Command: dataset
The flexai dataset
command manages datasets within FlexAI Cloud Services (FCS).
For information on how Datasets are handled by the flexai
CLI, check the Uploading Datasets guide.
dataset delete
Deletes a dataset from FlexAI Cloud Services.
flexai dataset delete <dataset_name>
dataset inspect
Returns detailed information about a dataset: its inception time, metadata, status, file content list, and more.
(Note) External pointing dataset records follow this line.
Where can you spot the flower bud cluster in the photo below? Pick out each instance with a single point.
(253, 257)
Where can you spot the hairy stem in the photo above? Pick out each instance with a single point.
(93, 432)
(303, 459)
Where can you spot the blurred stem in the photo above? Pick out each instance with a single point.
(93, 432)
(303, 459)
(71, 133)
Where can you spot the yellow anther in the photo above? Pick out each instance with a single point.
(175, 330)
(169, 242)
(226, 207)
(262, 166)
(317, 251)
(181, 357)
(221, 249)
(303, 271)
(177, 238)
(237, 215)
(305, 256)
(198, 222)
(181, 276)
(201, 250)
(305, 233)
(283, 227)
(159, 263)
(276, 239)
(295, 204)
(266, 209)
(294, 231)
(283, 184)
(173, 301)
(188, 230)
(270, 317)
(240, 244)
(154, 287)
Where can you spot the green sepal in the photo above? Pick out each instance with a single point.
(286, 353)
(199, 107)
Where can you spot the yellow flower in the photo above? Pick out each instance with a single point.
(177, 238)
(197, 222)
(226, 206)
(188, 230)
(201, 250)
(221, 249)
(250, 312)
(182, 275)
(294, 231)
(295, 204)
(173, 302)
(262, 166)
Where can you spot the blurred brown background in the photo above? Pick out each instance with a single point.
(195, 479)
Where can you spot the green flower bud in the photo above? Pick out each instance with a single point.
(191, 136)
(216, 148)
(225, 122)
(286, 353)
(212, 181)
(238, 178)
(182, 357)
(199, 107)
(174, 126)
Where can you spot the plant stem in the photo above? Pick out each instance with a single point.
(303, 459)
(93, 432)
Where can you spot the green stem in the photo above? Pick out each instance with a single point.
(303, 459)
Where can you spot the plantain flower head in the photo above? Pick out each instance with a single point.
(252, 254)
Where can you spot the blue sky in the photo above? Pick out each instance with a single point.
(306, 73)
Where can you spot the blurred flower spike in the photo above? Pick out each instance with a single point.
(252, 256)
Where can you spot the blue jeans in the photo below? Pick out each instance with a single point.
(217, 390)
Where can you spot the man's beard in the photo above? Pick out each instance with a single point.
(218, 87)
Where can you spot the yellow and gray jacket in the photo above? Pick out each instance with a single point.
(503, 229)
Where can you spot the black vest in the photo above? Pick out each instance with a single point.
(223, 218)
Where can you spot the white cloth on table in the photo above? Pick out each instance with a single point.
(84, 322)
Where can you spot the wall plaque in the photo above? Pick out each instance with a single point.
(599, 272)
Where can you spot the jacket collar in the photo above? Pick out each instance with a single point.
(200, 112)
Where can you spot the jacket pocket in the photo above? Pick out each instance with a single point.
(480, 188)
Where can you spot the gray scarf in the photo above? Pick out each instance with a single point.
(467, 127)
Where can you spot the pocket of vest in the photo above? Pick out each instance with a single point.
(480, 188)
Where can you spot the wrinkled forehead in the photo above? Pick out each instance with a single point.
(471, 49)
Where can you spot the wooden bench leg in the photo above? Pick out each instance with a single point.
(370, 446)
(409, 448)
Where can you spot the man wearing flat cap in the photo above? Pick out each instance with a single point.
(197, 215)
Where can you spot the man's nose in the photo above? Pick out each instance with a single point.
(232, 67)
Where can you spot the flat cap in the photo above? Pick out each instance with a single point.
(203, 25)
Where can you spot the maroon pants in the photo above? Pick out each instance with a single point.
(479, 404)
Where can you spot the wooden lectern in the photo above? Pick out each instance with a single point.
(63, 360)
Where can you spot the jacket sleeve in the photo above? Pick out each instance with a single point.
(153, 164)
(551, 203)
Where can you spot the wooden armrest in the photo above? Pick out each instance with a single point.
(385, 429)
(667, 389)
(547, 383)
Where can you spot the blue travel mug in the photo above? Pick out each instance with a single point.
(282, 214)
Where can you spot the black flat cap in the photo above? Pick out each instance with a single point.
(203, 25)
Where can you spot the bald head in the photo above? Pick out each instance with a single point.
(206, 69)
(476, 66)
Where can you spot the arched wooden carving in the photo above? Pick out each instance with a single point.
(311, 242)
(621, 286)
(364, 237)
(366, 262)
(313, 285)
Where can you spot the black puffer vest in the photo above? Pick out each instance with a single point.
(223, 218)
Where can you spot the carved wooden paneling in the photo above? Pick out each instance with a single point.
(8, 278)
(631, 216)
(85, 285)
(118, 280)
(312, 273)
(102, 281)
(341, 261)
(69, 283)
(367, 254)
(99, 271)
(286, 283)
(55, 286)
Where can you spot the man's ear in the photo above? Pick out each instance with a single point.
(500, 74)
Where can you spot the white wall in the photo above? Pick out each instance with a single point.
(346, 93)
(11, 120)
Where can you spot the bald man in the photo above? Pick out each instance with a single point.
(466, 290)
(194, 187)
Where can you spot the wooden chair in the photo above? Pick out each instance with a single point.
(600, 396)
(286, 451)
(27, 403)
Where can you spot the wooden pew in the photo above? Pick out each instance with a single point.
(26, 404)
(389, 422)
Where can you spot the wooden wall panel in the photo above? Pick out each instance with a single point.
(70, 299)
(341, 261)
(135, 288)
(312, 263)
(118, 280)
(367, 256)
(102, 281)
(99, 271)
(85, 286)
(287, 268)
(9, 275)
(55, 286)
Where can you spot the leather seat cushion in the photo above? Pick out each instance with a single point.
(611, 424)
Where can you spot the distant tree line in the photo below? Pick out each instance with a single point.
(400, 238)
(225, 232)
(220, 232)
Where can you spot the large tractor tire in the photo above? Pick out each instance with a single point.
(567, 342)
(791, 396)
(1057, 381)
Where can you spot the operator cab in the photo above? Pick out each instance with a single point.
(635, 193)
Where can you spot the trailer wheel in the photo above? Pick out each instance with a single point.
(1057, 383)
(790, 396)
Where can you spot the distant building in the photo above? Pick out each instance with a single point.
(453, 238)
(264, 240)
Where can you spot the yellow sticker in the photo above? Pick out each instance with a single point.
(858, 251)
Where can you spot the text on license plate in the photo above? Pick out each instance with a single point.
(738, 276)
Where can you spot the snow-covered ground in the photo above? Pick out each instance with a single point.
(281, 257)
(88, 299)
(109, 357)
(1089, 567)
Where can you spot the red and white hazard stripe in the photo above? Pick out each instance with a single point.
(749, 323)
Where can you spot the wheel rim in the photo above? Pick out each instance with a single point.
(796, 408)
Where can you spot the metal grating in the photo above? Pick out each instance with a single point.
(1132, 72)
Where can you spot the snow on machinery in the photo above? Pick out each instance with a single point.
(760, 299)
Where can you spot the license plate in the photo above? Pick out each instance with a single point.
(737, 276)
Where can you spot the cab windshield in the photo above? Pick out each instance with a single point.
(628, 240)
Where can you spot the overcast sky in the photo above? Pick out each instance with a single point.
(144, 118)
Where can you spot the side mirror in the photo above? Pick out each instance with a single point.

It outputs the information in YAML format by default.
flexai dataset inspect <dataset_name> [--json]
Flags
Flag | Type | Optional / Required | Definition | Example |
---|---|---|---|---|
--json | Flag | Optional | Output the information in JSON format | --json |
Details on the returned information
Returned information
Field | Description | Data Type |
---|---|---|
kind | The type of resource | String |
metadata | Metadata about the dataset | Object |
metadata.name | The name of the dataset | String |
metadata.id | The unique identifier of the dataset | String (UUID) |
metadata.creatorUserID | The user ID of the dataset creator | String (UUID) |
metadata.ownerOrgID | The organization ID that owns the dataset | String (UUID) |
spec | Dataset contents details | Object |
spec.fromLocalFiles | A list of files included in the dataset | String List |
spec.storageProvider | The name of the Remote Storage Provider connection | String |
spec.sourcePath | The path to the bucket and file or directory on the Remote Storage Provider connection | String |
status | Status information of the dataset | Object |
status.status | The current status of the dataset | String |
status.storageProviderID | The ID of the Remote Storage Provider connection used to upload the dataset | String (UUID) |
status.size | The total size of the dataset | String (File Size) |
status.files | A list of files with their paths and sizes | Object List |
status.files.path | The path of the file within the dataset | String (File Path) |
status.files.size | The size of the file | String (File Size) |
status.createdAt | The timestamp when the dataset was created | String (ISO 8601) |
status.updatedAt | The timestamp when the dataset was last updated | String (ISO 8601) |
Example
kind: Dataset
metadata:
name: nanoGPT-dataset
id: 862f794f-a4a0-4c94-8792-21ab324d2ee9
creatorUserID: bd67af19-4c94-4a57-832e-a1dc042f48be
ownerOrgID: 270a5476-4c94-442f-8a13-852efabb5b94
spec:
files:
- train.bin
- val.bin
storageProvider: ""
sourcePath: ""
status:
status: available
size: 2.13 MB
files:
- path: shakespeare_char/train.bin
size: 1.91 MB
- path: shakespeare_char/val.bin
size: 217.85 KB
createdAt: "2024-10-10T11:24:01.244403Z"
updatedAt: "2024-10-10T11:24:01.341233Z"
dataset list
Lists all the available datasets.
flexai dataset list
Example
flexai dataset list
NAME | FILES COUNT | TOTAL SIZE | STATUS | AGE
-----------------------------+-------------+------------+-----------+------
wikitext-2-raw-v1 | 1 | 63.21 MB | available | 2d
nanoGPT-dataset | 2 | 2.13 MB | available | 18h
train_media_2025-01 | 2059 | 443 GB | available | 2h
dataset push
Pushes a new dataset to a FlexAI Cloud Services. Multiple files can be uploaded at once by using multiple instances of the --file
flag, or by pointing the --file
flag to a directory containing dataset files.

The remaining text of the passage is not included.